There’s a quiet shift happening in housing that I think more people need to pay attention to: more and more buyers are purchasing homes with someone who is not their spouse.

Friends. Siblings. Unmarried partners. Sometimes even unrelated co-buyers with a shared financial goal. And honestly, it is not hard to understand why.

Home prices are high. Mortgage rates are still a problem. Insurance, taxes, repairs, and closing costs are all heavier than they used to be. For a lot of buyers, the old path of “save up, get married, buy a house” does not fit real life anymore.

So people are starting to ask a different question: “What if we buy together?”

On paper, the idea makes sense--two incomes can qualify for more than one. Two savings accounts can handle a down payment better than one. Two people can split the mortgage, taxes, utilities, repairs, and maintenance.

And for some people, co-buying may be the difference between getting into the market now or sitting on the sidelines for another five or ten years.

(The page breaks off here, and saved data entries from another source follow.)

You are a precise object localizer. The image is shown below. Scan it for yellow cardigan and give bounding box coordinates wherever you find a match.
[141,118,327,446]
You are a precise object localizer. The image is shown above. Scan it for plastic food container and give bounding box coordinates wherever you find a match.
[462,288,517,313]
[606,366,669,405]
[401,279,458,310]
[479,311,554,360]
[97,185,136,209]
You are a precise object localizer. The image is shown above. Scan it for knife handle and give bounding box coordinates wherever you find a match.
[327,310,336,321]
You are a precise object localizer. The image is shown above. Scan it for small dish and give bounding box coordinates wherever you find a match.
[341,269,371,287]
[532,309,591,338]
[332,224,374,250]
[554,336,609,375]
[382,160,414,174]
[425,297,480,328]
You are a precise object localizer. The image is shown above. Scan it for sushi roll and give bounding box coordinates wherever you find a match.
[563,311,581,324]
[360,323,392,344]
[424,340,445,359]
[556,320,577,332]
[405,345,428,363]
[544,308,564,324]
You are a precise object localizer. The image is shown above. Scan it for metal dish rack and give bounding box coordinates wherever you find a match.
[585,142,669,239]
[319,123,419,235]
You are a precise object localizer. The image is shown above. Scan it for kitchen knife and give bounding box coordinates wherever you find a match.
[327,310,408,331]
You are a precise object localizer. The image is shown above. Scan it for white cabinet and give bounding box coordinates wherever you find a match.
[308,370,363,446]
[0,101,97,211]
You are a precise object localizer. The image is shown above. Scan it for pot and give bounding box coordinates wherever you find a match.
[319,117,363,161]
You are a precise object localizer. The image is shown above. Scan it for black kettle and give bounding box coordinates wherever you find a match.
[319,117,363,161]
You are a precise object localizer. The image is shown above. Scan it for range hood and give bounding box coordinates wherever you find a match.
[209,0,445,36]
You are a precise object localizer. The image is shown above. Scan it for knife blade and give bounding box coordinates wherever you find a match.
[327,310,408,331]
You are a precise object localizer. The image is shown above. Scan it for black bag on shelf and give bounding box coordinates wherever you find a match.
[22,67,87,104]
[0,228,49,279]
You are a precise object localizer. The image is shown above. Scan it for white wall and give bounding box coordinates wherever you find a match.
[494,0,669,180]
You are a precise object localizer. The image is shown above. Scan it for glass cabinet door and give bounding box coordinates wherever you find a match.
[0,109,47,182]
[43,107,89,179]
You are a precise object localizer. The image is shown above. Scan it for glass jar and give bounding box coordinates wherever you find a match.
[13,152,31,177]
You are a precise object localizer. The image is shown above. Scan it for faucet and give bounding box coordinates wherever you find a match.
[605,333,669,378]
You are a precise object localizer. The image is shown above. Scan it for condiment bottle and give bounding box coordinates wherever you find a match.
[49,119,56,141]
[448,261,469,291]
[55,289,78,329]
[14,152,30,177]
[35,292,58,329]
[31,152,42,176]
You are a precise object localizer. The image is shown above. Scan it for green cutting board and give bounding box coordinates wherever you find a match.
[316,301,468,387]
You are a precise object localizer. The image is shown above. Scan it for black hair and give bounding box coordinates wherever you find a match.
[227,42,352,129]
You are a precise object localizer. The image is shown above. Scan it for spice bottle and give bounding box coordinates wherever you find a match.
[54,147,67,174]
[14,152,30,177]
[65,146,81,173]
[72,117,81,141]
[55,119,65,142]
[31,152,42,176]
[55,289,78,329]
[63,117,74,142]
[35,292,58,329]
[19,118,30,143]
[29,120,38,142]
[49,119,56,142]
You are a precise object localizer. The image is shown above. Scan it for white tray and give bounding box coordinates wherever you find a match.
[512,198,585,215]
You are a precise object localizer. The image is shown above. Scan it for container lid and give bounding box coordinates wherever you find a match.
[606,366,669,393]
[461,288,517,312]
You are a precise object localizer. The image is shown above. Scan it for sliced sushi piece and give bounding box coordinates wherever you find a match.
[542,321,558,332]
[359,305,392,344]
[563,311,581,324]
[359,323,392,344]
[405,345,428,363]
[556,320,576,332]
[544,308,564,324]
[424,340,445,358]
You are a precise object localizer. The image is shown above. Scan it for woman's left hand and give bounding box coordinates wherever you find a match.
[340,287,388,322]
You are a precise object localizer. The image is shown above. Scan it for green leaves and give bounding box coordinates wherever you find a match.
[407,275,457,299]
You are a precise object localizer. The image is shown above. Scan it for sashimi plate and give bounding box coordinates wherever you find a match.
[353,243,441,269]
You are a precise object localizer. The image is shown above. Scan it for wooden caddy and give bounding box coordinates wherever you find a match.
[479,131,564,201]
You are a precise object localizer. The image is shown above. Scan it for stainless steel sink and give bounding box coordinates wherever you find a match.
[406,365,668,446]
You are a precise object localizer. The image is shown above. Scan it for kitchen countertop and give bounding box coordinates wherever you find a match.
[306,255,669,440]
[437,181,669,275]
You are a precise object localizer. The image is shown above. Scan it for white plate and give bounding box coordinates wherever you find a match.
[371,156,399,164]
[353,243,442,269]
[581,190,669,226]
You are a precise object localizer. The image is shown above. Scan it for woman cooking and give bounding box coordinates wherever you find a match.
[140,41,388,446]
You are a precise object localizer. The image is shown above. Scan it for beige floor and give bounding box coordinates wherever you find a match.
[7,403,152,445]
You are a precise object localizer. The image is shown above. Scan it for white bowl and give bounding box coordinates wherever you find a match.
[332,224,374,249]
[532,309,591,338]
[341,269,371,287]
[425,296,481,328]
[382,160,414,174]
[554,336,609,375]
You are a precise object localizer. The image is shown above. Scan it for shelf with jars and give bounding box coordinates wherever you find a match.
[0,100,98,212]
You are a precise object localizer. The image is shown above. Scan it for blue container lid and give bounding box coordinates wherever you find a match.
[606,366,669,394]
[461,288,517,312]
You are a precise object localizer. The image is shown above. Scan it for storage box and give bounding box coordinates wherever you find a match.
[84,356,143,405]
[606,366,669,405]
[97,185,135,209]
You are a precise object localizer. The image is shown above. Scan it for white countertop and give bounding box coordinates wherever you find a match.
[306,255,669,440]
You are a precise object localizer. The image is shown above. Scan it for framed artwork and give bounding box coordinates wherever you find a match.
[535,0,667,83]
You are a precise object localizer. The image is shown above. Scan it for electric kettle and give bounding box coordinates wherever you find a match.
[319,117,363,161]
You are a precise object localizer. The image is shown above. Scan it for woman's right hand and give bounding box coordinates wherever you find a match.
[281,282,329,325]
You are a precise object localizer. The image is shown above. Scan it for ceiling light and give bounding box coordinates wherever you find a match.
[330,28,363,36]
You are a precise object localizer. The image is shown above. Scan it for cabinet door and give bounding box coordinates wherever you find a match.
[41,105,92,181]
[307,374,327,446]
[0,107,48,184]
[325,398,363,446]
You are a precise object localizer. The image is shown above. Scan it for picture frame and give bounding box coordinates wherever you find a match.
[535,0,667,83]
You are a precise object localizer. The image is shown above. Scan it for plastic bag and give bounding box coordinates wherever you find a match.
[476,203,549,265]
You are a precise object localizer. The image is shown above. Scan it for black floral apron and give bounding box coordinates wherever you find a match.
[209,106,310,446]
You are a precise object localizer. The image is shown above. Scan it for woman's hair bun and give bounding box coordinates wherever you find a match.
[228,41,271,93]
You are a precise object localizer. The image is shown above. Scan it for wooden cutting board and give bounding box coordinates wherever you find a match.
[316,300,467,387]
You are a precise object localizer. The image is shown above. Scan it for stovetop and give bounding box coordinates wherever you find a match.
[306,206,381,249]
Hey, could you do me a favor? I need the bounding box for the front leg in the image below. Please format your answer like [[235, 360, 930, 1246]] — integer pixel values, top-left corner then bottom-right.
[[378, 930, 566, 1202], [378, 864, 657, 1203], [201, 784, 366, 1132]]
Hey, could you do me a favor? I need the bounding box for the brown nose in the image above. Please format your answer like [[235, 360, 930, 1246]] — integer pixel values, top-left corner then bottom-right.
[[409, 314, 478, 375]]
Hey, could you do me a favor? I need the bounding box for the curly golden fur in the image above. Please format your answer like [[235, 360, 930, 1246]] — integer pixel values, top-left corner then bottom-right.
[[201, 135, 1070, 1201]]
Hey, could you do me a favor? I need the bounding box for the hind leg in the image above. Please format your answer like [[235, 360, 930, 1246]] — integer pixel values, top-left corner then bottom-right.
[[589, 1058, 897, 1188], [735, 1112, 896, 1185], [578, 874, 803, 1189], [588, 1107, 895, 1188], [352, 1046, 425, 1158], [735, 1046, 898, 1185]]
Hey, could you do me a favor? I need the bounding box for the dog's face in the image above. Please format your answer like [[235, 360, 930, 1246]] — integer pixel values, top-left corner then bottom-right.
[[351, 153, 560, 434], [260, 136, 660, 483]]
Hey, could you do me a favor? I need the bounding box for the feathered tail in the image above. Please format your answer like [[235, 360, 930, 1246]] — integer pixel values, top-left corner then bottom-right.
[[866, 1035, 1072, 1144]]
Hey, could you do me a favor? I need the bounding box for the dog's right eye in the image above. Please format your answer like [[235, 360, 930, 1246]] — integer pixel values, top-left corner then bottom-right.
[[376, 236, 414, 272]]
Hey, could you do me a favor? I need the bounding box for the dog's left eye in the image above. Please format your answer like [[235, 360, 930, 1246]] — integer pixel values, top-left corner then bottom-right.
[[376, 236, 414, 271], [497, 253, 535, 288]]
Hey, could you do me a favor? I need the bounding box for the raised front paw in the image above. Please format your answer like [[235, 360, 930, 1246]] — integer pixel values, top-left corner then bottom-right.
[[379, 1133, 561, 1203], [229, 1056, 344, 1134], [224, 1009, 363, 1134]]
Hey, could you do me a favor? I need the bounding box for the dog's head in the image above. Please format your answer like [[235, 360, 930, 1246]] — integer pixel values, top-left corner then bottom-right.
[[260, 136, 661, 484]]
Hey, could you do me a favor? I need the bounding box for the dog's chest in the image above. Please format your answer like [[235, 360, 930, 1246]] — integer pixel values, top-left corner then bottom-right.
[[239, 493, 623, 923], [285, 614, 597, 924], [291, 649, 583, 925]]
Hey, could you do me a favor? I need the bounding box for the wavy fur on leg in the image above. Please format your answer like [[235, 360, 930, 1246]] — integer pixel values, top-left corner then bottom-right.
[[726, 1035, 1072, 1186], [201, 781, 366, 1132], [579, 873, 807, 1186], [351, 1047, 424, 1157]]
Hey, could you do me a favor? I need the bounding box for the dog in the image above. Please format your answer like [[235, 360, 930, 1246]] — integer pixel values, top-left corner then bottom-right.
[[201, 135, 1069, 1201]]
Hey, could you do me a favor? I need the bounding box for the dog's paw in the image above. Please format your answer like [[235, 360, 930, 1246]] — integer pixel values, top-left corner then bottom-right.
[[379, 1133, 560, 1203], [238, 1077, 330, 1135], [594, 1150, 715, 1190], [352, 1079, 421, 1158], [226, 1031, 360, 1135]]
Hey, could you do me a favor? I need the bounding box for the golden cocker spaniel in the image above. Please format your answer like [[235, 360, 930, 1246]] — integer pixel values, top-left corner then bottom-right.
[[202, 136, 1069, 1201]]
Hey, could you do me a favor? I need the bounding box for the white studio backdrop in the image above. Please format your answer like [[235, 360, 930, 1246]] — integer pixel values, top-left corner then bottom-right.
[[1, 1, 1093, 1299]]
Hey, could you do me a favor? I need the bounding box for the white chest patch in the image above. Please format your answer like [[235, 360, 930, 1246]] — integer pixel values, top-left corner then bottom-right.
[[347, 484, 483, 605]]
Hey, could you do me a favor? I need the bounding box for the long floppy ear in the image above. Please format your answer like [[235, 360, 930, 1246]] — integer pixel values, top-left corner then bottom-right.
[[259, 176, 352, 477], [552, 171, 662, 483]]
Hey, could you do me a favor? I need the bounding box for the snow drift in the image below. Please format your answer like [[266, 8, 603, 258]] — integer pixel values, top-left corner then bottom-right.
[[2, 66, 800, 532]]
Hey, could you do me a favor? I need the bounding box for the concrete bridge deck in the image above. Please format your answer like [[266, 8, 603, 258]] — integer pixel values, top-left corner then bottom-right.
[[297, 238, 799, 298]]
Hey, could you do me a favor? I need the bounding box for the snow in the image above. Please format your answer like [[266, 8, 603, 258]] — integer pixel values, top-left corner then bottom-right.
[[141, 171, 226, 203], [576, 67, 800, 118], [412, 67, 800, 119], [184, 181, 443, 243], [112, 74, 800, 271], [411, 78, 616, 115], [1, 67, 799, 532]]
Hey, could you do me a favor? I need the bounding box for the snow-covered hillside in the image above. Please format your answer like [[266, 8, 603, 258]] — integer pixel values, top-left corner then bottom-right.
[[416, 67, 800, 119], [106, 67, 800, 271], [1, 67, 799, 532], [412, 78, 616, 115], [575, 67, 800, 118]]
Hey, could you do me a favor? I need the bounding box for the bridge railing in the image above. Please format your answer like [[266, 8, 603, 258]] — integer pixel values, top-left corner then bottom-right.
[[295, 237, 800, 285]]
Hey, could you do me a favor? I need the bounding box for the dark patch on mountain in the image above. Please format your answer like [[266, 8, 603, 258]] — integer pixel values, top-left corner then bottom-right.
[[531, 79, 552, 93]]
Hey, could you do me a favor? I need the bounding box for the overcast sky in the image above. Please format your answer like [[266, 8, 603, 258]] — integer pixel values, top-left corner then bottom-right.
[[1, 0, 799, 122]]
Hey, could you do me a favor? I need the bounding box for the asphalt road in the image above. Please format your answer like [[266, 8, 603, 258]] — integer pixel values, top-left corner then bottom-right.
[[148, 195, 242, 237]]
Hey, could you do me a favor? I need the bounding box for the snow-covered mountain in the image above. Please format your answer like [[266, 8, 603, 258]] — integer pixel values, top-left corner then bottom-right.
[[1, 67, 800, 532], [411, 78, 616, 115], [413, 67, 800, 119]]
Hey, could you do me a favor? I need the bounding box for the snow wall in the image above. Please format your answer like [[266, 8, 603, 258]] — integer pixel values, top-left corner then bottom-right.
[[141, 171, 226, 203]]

It can also open the door to smarter property choices because instead of stretching for a small single-family home, two buyers might be able to look at a duplex, a house with an in-law suite, or a property with better long-term rental potential.

That part is real. But let’s slow the conversation down: buying property together is not like splitting dinner. And it’s not even like sharing an apartment.

When you buy a property with another person, you are tying your finances, credit, responsibilities, and exit options together.

That matters a lot! What happens if one person wants out? Or if one buyer loses their job and repairs are needed but only one person has the money? What if one wants to rent the property and the other wants to sell, or (uh-oh) what happens if the relationship changes?

These are not negative questions--they are adult questions. And they need to be answered before anyone signs a purchase agreement. This is where I think the phrase “real estate pre-nup” makes sense.

If two people are going to buy together, they need a written agreement that explains the rules clearly.

Who owns what percentage?
Who pays what?
Who lives there?
Who handles repairs?
What happens if someone wants to sell?
How is the property valued if one person wants to buy the other out?
Who makes final decisions?
What happens if someone stops paying?

That agreement should be handled by a qualified attorney, not scribbled on a napkin and not left to good intentions. Good intentions are nice, but they are not a business plan.

Please understand, I am not against co-buying, because in the right situation, with the right people, the right property, the right financing, and the right paperwork, it can be a smart move. In other words, it all has to be ‘right’--100%.

Because if something if not right, the same structure that helps you qualify for a home can also trap you in a bad situation if there is no exit plan in place.

The concept is kind of simple: Co-buying may help solve the affordability problem, but it does not remove the need for discipline.

So make sure to run your numbers, put the agreement in writing, talk through the ugly scenarios early, and make sure everyone understands the risks.

I'm interested in your take: would you buy a property with a friend, sibling, or non-spouse partner if it helped you get into the market?